The battle for the Jeweled Shillelagh, as the trophy is known, may be a microcosm of American culture clashes too, pitting Notre Dame, the stoic Irish Catholic school in the Midwest against the glamour of USC from sunny Los Angeles. Even with so much realignment across the college football landscape, this rivalry persists and is usually one of the most anticipated games of the year for each school.
Lafayette vs Lehigh
The series between these two colleges, which are just 17 miles away from one another in Pennsylvania’s Lehigh Valley, is the most-played rivalry in college football history with 158 meetings since 1884. The teams even met in 1943 and 1944 during WWII while most schools went without football programs.
With history like that, this matchup is simply known as “The Rivalry.” It predates trophies, and the winning team keeps the game ball. Starting in the 2000s, the regular season game at the end of either teams’ schedules has often become a factor in deciding the winner of the Patriot League.
The 150th meeting of “The Rivalry” in 2014 took place at Yankee Stadium, which was the series’ first neutral-site game in more than a century.
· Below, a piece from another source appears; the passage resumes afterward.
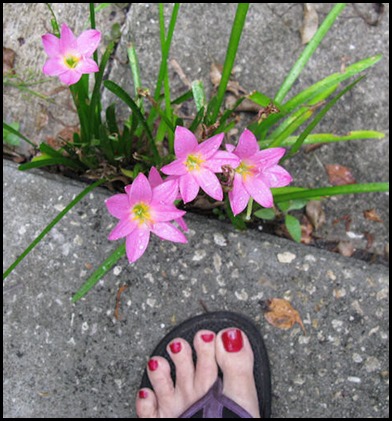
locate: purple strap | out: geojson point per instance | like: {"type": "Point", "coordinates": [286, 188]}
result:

There’s even lore that in Lehigh’s 17-0 victory in the 1918 contest, Lehigh halfback Raymond “Snooks” Dowd ran 115 yards for a touchdown after running the wrong way, circling his own goalposts, and then running the length of the field for the score.
Miami vs Florida State
If you need any validation as to the strength of this rivalry, just look at the NFL players that have come out of either school. Five Heisman Trophy winners. Eight combined national championships.
Both programs not only produce consistent NFL talent, but they also churn out bona fide superstars to play on Sundays, too. Long before either joined the ACC, these rivals from opposite ends of the Sunshine State were both national powerhouses.
This matchup was almost unrivaled when both teams were in their prime, especially from 1984-1994 and then again from 2000-2006. They are both expected to compete for the ACC crown this year and in years to come, so this rivalry still has plenty of juice.
Cal vs Stanford
This matchup may not look too exciting on paper as both programs go through, to put it lightly, rebuilding phases. We won’t even get into the Pac 12 realignment and where that leaves these two schools, but historically speaking, this has been a great rivalry.
I mean come on. If I yell “the band is on the field,” any big college football fan knows that I’m referencing the last-second laterals that lifted the Cal Bears over John Elway’s Stanford Cardinal in 1982 — it’s known as “The Play.”
That finish, at the very least, rivals that of the 2013 Iron Bowl for one of the most improbable finishes ever in college football. Known as “The Big Game” or “the Battle for the Axe,” Cal and Stanford have played each other in football since 1892.